Re: [Maria-discuss] Per-db binlogging

14 Sep 2010

      +maria-discuss as they are working in replication too
+robert.hodges as tungsten replicator has features that could be used here

I am very interested in a subset of this. I want one SQL thread per
database on a slave (stream per database on the slave). However I
don't need to split the binlog on the master to get that and writing a
binlog file per database on the master might complicate the
sync_binlog option that keeps the binlog and InnoDB in sync during
crash recovery.
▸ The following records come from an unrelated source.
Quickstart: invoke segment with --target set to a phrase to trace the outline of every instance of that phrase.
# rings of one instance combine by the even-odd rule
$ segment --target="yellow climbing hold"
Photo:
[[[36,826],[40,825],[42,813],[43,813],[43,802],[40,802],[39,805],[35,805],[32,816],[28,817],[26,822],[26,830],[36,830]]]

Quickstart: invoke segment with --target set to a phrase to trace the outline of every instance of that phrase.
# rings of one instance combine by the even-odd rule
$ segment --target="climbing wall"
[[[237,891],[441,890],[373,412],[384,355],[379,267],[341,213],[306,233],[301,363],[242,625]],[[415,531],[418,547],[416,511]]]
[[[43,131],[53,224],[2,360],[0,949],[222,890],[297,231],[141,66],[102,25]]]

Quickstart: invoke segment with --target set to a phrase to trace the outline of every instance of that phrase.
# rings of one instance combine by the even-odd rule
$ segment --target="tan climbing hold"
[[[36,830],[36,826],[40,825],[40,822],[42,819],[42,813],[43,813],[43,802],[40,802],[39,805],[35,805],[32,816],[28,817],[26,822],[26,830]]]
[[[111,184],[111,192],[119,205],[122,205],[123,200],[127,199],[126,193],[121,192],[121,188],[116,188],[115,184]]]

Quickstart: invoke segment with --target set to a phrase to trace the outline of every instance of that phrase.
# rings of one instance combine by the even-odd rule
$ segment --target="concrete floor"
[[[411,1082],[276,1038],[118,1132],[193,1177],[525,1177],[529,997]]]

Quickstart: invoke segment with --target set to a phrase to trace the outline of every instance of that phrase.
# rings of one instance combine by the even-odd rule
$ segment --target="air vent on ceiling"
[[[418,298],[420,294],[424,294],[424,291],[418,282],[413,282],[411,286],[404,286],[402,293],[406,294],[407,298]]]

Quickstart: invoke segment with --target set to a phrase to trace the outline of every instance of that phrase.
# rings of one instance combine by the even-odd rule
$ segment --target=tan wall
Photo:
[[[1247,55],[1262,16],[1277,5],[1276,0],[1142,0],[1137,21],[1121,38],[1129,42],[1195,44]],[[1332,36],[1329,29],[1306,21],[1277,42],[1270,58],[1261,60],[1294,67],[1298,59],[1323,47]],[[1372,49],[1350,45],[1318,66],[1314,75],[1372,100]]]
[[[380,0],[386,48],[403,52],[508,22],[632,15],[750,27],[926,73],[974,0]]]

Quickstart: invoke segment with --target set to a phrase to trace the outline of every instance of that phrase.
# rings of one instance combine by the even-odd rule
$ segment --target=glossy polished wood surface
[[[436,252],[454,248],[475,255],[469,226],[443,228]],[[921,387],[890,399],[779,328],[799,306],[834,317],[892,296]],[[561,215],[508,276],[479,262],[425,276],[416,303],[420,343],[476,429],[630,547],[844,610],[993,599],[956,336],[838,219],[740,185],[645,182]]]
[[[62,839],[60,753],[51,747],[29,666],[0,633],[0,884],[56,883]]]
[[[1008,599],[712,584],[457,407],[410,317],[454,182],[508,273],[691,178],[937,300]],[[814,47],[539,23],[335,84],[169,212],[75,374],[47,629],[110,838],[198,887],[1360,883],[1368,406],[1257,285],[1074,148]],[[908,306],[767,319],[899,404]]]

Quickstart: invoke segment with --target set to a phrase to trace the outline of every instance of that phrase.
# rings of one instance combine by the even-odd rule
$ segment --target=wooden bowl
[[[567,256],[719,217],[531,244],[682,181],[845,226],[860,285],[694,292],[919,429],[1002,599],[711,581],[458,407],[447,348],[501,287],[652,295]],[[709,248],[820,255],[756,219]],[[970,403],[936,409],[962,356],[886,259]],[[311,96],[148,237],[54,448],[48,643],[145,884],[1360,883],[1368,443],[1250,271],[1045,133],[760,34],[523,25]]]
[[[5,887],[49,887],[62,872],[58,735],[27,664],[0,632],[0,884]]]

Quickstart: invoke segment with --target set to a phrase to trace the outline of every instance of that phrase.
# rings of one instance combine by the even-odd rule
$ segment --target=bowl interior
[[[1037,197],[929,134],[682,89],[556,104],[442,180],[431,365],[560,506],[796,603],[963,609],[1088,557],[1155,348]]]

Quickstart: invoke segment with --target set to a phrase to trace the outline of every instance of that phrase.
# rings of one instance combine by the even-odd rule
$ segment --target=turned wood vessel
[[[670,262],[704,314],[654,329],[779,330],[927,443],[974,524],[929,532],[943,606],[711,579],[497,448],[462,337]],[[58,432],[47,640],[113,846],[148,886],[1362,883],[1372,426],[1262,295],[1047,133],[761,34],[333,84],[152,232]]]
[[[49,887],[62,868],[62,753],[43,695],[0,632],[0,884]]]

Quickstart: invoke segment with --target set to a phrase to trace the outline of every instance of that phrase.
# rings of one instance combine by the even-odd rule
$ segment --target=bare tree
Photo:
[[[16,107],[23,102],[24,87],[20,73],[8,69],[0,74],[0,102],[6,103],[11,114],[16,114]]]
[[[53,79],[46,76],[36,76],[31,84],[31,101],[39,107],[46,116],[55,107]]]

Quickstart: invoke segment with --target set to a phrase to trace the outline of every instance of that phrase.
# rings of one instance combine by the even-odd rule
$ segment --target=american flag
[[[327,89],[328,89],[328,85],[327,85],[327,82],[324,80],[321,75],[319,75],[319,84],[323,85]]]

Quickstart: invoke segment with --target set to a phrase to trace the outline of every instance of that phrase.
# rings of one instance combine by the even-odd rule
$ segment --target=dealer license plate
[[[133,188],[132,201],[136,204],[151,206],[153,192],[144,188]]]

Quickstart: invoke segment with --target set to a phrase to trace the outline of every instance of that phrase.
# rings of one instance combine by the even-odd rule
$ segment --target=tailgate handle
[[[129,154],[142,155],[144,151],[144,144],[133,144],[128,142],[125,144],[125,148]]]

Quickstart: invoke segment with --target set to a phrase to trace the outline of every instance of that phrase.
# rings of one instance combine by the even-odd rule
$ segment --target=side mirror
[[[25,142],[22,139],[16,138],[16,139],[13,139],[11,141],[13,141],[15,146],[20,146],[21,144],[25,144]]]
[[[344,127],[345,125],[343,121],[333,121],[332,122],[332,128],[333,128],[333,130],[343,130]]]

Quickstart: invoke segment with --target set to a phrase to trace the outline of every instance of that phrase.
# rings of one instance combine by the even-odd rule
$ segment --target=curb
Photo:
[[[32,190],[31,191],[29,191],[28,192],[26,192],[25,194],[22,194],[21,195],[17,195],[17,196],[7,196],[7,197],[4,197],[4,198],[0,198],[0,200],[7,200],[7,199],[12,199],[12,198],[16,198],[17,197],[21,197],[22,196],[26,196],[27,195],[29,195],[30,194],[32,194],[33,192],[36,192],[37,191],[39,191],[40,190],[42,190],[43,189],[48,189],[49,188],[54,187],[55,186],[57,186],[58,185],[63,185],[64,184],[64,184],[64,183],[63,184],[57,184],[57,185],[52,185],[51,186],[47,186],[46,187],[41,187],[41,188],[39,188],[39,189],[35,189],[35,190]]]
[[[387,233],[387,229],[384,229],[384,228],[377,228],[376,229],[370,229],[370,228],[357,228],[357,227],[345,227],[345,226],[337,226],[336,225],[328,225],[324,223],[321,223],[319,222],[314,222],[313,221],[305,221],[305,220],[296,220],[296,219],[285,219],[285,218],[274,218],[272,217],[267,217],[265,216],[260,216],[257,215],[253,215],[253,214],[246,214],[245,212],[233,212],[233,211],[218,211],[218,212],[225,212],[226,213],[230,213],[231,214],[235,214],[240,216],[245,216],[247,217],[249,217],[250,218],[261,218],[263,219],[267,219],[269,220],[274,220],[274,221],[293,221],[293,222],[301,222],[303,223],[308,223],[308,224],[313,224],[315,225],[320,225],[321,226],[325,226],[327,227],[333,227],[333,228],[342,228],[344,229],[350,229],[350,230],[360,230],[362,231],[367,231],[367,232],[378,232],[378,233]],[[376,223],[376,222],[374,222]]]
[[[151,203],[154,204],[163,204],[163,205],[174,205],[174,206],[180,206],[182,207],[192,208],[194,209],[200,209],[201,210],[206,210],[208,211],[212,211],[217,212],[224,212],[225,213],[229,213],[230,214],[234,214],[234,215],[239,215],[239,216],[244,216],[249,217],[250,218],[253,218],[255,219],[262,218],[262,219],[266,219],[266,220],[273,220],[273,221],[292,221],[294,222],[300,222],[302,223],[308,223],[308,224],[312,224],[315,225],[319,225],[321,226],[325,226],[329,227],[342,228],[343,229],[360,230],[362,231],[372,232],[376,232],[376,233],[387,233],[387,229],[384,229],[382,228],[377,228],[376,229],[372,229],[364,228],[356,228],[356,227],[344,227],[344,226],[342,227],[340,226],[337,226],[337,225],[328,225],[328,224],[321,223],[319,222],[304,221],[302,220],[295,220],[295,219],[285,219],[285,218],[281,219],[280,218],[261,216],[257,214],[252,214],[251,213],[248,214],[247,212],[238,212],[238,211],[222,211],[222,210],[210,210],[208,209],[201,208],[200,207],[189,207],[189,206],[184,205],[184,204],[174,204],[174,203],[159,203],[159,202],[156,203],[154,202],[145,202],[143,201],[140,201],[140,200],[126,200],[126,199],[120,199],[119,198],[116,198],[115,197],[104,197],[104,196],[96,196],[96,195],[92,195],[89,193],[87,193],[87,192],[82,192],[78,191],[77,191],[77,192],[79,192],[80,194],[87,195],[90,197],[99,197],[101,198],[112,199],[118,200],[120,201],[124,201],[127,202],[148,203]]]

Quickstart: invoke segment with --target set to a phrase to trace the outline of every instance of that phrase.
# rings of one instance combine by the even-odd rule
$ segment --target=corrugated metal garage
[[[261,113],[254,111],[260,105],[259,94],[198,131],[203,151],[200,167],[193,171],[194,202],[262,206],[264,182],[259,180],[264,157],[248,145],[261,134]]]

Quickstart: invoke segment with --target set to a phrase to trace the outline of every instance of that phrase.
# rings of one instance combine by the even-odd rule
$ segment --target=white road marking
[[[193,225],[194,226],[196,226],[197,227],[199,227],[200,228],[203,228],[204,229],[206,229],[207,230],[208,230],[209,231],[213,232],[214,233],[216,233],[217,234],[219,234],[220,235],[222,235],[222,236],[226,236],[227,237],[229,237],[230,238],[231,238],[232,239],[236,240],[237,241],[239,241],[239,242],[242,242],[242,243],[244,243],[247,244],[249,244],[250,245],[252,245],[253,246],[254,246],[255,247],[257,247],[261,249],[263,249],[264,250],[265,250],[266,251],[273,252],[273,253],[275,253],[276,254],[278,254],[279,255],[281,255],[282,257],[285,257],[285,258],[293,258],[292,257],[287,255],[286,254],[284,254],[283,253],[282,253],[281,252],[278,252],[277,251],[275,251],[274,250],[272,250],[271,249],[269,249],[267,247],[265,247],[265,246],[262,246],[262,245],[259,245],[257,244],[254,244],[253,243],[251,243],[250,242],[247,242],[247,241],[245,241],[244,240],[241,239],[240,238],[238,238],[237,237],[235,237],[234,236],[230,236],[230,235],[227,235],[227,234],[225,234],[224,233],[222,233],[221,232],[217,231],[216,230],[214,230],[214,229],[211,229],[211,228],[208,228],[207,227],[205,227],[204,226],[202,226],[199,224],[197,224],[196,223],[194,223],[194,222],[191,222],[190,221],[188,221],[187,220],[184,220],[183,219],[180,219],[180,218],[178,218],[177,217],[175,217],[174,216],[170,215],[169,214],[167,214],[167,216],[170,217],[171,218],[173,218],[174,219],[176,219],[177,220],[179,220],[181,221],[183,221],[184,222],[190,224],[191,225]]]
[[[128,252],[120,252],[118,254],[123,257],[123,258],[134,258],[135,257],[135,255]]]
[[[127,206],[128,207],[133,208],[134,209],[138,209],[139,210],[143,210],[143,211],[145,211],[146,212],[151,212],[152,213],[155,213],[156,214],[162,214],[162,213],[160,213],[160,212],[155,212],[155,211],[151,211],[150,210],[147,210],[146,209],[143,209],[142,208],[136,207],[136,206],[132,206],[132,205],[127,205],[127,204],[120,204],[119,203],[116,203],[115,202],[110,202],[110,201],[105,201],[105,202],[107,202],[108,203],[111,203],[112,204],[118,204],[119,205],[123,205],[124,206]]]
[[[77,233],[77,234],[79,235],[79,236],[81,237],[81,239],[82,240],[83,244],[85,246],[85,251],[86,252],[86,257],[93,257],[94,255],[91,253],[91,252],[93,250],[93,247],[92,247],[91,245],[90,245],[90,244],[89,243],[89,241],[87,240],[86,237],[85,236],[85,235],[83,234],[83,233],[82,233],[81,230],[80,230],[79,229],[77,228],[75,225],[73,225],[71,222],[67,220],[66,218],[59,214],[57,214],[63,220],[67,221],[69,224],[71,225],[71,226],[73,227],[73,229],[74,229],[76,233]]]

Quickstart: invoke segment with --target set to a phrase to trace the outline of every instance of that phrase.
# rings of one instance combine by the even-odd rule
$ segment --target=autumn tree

How will this work in that case?

Note that a stream (SQL slave thread) per database on the slave will
break rpl_transaction_enabled. Some of us rely on that to keep slaves
consistent during crash recovery. I assume you don't use that feature.
MySQL has worklogs to use db tables in place of relay-log.info and
when that code is production ready, then this is not a problem.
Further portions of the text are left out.